Queta Navagómez
Formadas
en dos equipos de ocho integrantes, aguardaban dieciséis delicadas damitas,
todas de noble cuna. El príncipe iba a someterlas a una competencia y se
casaría con la que él considerase ganadora.
El príncipe bajó de su palco y fue por las
dos que encabezaban las filas. Erguido y ceremonioso, les pidió que se
insultaran.
¿Insultarse dice vuestra excelencia?,
preguntaron. Sí, eso he dicho, insúltense con todo el ingenio posible, aclaró
él y regresó a su palco. ¡Insultarse es la única regla del juego!, gritó,
molesto de que no entendieran sus indicaciones.

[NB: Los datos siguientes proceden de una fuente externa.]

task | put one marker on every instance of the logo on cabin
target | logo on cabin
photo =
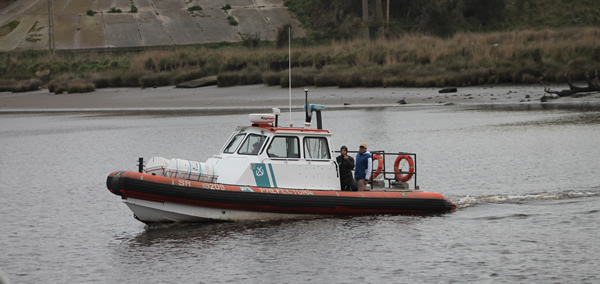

Tras la aclaración, las dos damitas
soltaron sus mejores leperadas (…) El salón se llenó de maldiciones, mentadas
de madre, zafiedades, albures, patanerías. Se insultaron desde el cabello hasta
las zapatillas. Los más grandes improperios brotaron de sus delicadas bocas. Se
declaró ganadora a la de la fila “A”. La eliminada sollozó antes de ir a
sentarse.
Siguió la eliminatoria hasta quedar ocho,
y luego cuatro y después dos y luego una sola: campeona absoluta de la
majadería en bruto, quien ya se sentía princesa, cuando el príncipe pidió que
se enfrentaran ahora las eliminadas, en segunda ronda.
Resurgió la esperanza, la enjundia movió
la lengua de las que vieron otra posibilidad. Los insultos alcanzaron el
clímax. Nunca damas tan hermosas y refinadas habían soltado tantas
vulgaridades, pero la ocasión lo valía.
Siguieron enfrentándose las derrotadas.
Al final, el príncipe eligió como esposa a
la que había perdido en todas las ocasiones.